I have a bunch of windows instances on EC2 which I can connect to using RDP.
I want to test the performance of RDP under various bandwidth and latency conditions.
I know about thetc qdisc tool which allows us to control traffic on particular interfaces on a machine. However I would like to keep this independent of my developer machine. I wanted a setup in which I have another box – most probably a ubuntu AWS instance which I could configure so that my RDP connections are routed through that machine’s interfaces and I can set bandwidth controls on different ports of that machine. This will act as a gateway to my RDP connections, so that I can see how RDP performs under certain bandwidth condtions by connecting to the appropriate port on this gateway.

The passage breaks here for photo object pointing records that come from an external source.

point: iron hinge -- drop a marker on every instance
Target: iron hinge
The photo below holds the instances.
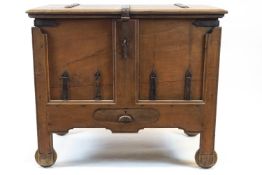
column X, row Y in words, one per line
column 45, row 23
column 125, row 13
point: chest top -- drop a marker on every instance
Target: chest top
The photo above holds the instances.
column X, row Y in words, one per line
column 135, row 11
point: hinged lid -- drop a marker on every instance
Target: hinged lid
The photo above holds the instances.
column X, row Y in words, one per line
column 76, row 9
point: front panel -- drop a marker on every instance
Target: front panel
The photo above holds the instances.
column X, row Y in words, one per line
column 170, row 60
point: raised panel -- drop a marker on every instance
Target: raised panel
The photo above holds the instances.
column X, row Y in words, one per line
column 81, row 47
column 170, row 48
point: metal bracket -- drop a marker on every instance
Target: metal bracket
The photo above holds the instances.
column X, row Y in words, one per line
column 181, row 5
column 125, row 13
column 187, row 90
column 152, row 78
column 72, row 5
column 45, row 23
column 206, row 23
column 65, row 85
column 98, row 85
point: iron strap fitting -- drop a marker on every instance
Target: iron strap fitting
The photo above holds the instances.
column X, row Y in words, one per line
column 125, row 13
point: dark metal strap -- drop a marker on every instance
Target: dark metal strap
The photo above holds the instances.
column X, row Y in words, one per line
column 45, row 23
column 206, row 23
column 65, row 85
column 98, row 85
column 152, row 78
column 125, row 11
column 187, row 90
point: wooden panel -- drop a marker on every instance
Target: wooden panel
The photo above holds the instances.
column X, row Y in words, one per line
column 135, row 9
column 171, row 48
column 81, row 47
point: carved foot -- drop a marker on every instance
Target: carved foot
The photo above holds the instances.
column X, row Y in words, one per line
column 45, row 160
column 190, row 134
column 62, row 133
column 206, row 160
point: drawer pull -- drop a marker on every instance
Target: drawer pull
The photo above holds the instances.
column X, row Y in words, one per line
column 65, row 85
column 125, row 118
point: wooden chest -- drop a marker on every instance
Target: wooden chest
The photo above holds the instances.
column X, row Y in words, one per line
column 126, row 68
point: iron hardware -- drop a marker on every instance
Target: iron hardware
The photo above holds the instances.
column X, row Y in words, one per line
column 153, row 77
column 181, row 5
column 206, row 23
column 98, row 85
column 125, row 118
column 65, row 85
column 45, row 23
column 72, row 5
column 187, row 90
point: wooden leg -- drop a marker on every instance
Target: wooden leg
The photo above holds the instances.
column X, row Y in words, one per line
column 206, row 156
column 190, row 134
column 45, row 156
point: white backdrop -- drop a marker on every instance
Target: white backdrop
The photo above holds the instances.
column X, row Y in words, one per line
column 155, row 151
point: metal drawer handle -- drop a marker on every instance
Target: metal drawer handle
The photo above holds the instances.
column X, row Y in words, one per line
column 125, row 118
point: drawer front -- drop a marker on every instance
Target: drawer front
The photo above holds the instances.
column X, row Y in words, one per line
column 170, row 51
column 126, row 116
column 80, row 57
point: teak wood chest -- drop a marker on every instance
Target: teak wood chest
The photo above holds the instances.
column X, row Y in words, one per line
column 126, row 68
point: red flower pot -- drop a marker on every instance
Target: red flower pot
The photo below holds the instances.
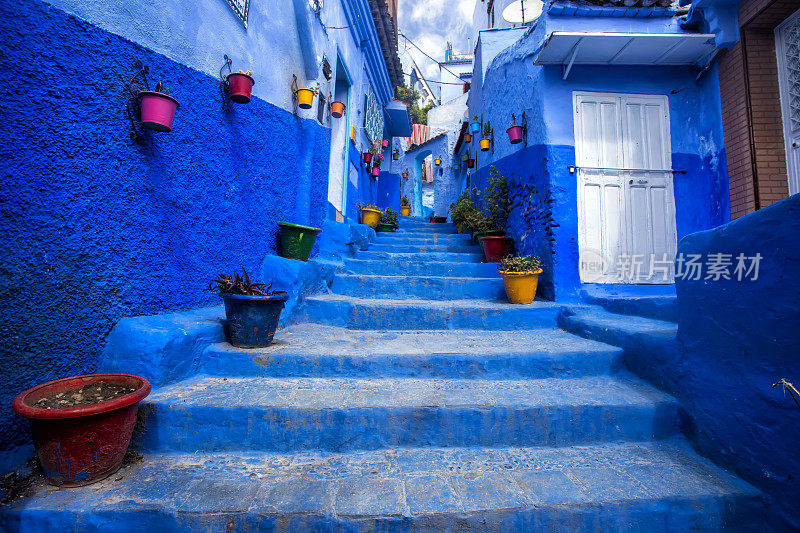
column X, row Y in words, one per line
column 241, row 87
column 158, row 110
column 515, row 134
column 80, row 445
column 496, row 248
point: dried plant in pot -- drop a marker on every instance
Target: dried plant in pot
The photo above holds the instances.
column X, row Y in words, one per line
column 252, row 309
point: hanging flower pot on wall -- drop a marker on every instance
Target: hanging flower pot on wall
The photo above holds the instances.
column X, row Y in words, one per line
column 305, row 98
column 337, row 109
column 158, row 110
column 241, row 86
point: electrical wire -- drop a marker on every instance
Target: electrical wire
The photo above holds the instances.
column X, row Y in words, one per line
column 403, row 35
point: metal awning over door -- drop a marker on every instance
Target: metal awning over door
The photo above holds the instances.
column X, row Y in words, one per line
column 625, row 49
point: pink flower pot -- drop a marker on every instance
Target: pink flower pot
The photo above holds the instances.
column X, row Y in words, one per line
column 515, row 134
column 241, row 87
column 158, row 110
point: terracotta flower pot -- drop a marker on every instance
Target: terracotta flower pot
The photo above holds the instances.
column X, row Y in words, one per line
column 83, row 444
column 241, row 86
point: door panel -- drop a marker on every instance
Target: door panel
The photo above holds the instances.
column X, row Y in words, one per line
column 626, row 139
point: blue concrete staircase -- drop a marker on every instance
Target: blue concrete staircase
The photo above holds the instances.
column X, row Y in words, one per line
column 411, row 398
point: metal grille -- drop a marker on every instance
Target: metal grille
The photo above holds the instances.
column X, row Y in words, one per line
column 791, row 36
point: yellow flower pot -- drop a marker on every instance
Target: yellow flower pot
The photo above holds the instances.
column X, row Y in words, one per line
column 305, row 97
column 370, row 216
column 520, row 286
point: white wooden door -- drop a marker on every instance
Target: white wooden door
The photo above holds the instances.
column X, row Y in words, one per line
column 787, row 47
column 626, row 207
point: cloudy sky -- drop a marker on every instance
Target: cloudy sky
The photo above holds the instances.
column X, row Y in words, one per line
column 430, row 24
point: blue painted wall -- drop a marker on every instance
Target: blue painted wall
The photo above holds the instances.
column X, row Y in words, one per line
column 97, row 228
column 735, row 340
column 512, row 84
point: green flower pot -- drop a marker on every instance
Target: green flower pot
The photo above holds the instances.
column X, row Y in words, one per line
column 297, row 241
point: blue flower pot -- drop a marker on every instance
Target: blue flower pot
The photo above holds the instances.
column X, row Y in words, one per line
column 252, row 320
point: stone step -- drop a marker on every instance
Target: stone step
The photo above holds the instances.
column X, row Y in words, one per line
column 655, row 301
column 312, row 350
column 435, row 257
column 426, row 248
column 655, row 487
column 359, row 313
column 404, row 267
column 339, row 414
column 422, row 287
column 626, row 331
column 422, row 238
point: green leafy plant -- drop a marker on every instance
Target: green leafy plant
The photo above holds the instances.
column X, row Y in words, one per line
column 520, row 264
column 462, row 208
column 496, row 199
column 236, row 284
column 389, row 217
column 477, row 221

I explored some tools like the rinetd server and tried to work with iptable rules. The closest thing to what I required was SSH port forwarding, using the gateway. However I see some strange performance hence I want to do away with SSH and see if I can get a transparent (SSH free) solution. I want a setup in which I could just rdp into a port on the gateway and the gateway automatically “forwards” this connection to the (preconfigured) remote machine. And the traffic coming back from the remote machine should also be redirected through the gateway back to my client. That way I can use tc qdisc on the gateway and study RDP under various settings.

Solution :

Not to say you won’t get it running the way you’re envisioning it, but you may have an easier time of it if you use a tool that limits bandwidth on the Windows boxes themselves. A few examples include,

  • NetLimiter
  • Shunra vCat

These tools will constrain the bandwidth or, in Shunra’s case, impair the ping or packet loss of the network. You can then connect directly from your test client and not worry about routing the connection in order to limit bandwidth.